Ensuite, le Maitre expliqua que le Père qui est aux cieux (après que les hommes auront discerné cette liberté spirituelle) veut que ses enfants terrestres commencent l’ascension éternelle de la carrière du Paradis. Celle-ci consiste en une réponse consciente de la créature à l’incitation divine de l’esprit intérieur qui la pousse à trouver le Créateur, à connaitre Dieu et à chercher à devenir semblable à lui.
Les apôtres furent grandement aidés par ce sermon. Ils comprirent tous plus pleinement que l’évangile du royaume est un message destiné à l’individu, et non à la nation.
Bien que les habitants de Capharnaüm fussent habitués à l’enseignement de Jésus, ils furent étonnés par son sermon de ce jour de sabbat. En vérité, il enseigna comme quelqu’un ayant autorité, et non comme les scribes.
Juste au moment où Jésus finissait de parler, un jeune homme de la congrégation, qui avait été très agité par ses paroles, fut saisi d’une violente attaque d’épilepsie et poussa de grands cris. À la fin de la crise, lorsqu’il reprit conscience, il parla dans un état de rêve et dit : « Qu’avons-nous à faire avec toi, Jésus de Nazareth ? Tu es le saint de Dieu ; es-tu venu pour nous détruire ? » Jésus pria l’assistance de rester tranquille, prit le jeune homme par la main, et dit : « Sors de cet état » – et le garçon fut immédiatement réveillé.

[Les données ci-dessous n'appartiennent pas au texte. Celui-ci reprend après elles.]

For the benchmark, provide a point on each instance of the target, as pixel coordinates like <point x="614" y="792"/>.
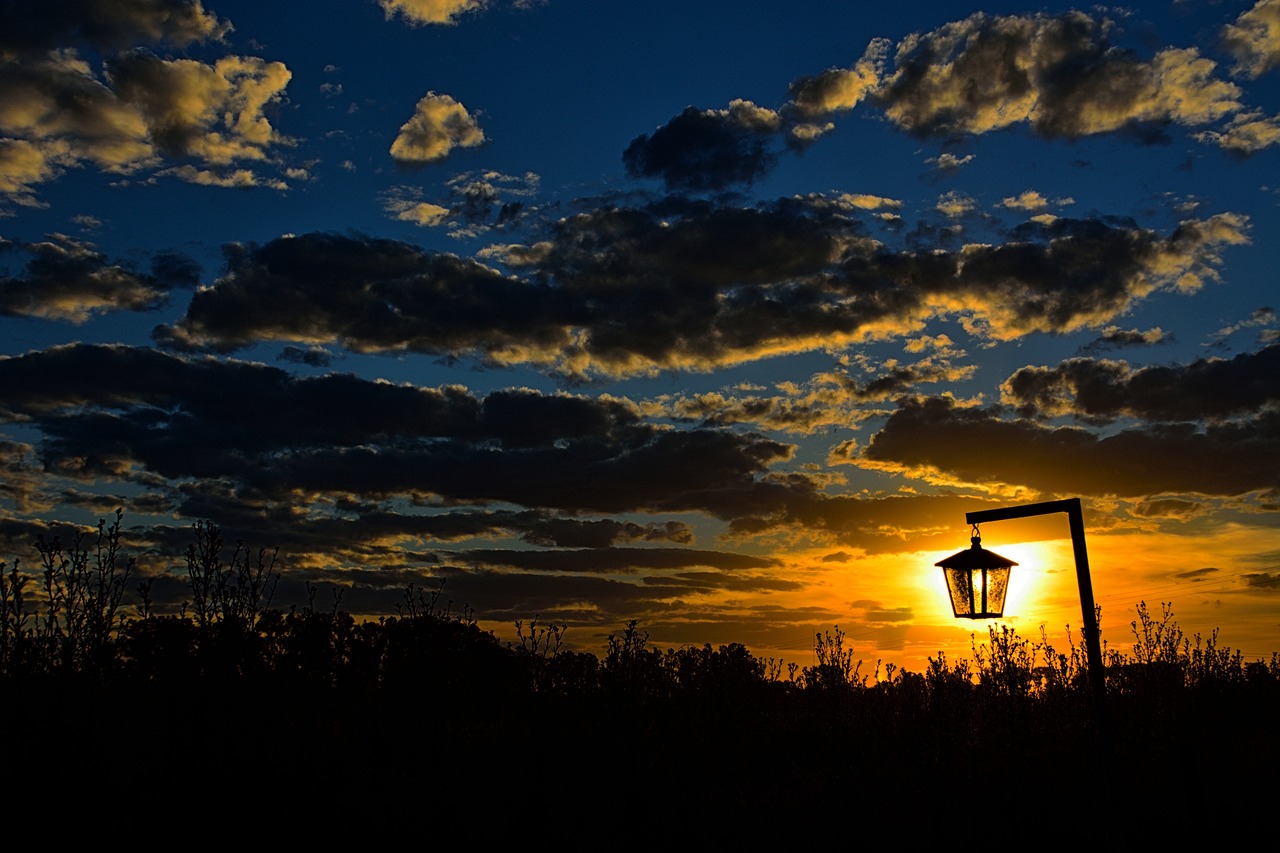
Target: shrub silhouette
<point x="236" y="698"/>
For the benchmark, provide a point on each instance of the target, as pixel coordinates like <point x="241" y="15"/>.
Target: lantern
<point x="977" y="580"/>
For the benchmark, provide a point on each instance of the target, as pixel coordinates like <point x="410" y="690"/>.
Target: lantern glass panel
<point x="960" y="589"/>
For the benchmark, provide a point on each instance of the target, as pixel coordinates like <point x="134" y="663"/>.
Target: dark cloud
<point x="613" y="560"/>
<point x="123" y="413"/>
<point x="686" y="286"/>
<point x="368" y="295"/>
<point x="35" y="27"/>
<point x="1116" y="338"/>
<point x="310" y="356"/>
<point x="700" y="150"/>
<point x="1059" y="74"/>
<point x="1208" y="388"/>
<point x="603" y="533"/>
<point x="68" y="279"/>
<point x="977" y="445"/>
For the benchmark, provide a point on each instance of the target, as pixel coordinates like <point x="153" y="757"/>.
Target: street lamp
<point x="977" y="580"/>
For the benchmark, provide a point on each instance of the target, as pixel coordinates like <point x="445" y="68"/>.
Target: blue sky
<point x="718" y="316"/>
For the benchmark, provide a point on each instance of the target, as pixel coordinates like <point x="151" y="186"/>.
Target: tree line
<point x="234" y="697"/>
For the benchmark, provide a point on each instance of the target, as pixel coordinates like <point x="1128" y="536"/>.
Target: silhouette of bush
<point x="424" y="706"/>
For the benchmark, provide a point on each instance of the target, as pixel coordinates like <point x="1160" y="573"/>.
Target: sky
<point x="718" y="316"/>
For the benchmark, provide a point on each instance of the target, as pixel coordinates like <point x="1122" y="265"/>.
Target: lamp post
<point x="977" y="580"/>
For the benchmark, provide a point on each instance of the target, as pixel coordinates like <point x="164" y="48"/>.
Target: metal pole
<point x="1092" y="634"/>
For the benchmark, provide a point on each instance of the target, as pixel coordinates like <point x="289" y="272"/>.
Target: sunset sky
<point x="713" y="315"/>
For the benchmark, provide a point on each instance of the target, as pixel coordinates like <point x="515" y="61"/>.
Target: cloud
<point x="1115" y="338"/>
<point x="840" y="89"/>
<point x="144" y="108"/>
<point x="438" y="126"/>
<point x="1210" y="388"/>
<point x="1246" y="132"/>
<point x="1031" y="200"/>
<point x="954" y="204"/>
<point x="707" y="149"/>
<point x="430" y="12"/>
<point x="947" y="162"/>
<point x="828" y="400"/>
<point x="944" y="442"/>
<point x="1057" y="74"/>
<point x="688" y="286"/>
<point x="478" y="201"/>
<point x="68" y="279"/>
<point x="1253" y="40"/>
<point x="36" y="27"/>
<point x="114" y="413"/>
<point x="214" y="113"/>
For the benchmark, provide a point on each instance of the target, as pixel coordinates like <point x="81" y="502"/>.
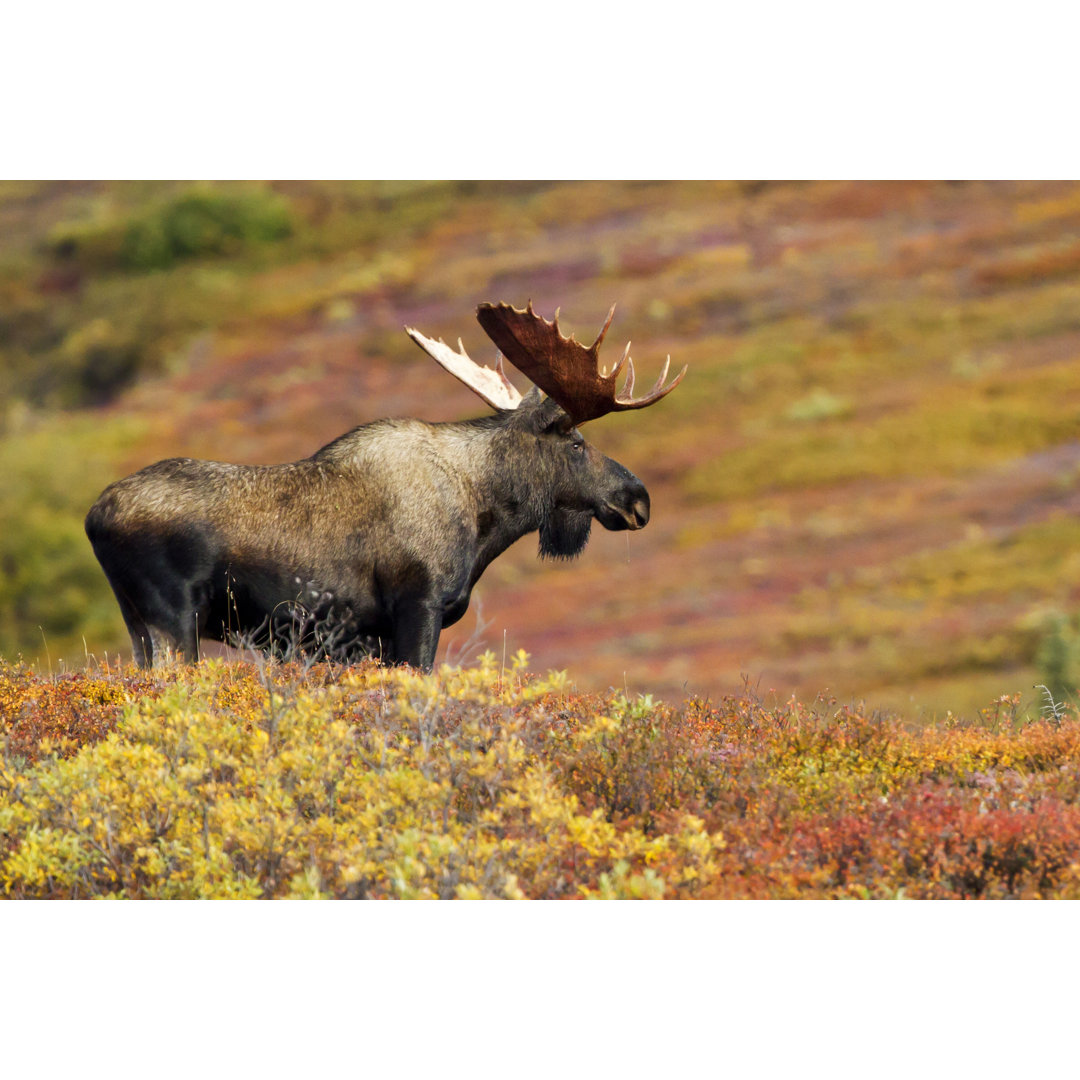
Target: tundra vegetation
<point x="871" y="483"/>
<point x="241" y="780"/>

Ce jeune homme n’était pas possédé par un esprit impur, un démon ; il était victime d’une épilepsie ordinaire. Mais on lui avait fait croire que son infirmité provenait du fait qu’il était possédé par un démon. Il y croyait, et se comportait en conséquence dans tout ce qu’il pensait ou disait au sujet de sa maladie. Toute la population croyait que ces phénomènes étaient directement causés par la présence d’esprits impurs. Elle crut donc que Jésus avait chassé un démon de cet homme – mais ce n’est pas à ce moment-là que Jésus guérit cet épileptique. Ce n’est que plus tard, dans la même journée, après le coucher du soleil, que ce jeune homme fut réellement guéri. Longtemps après la Pentecôte, l’apôtre Jean, qui fut le dernier à relater par écrit les actes de Jésus, évita toute allusion à ces prétendues « expulsions de démons », en raison du fait qu’après la Pentecôte, il ne se produisit plus jamais de cas de possession par des démons.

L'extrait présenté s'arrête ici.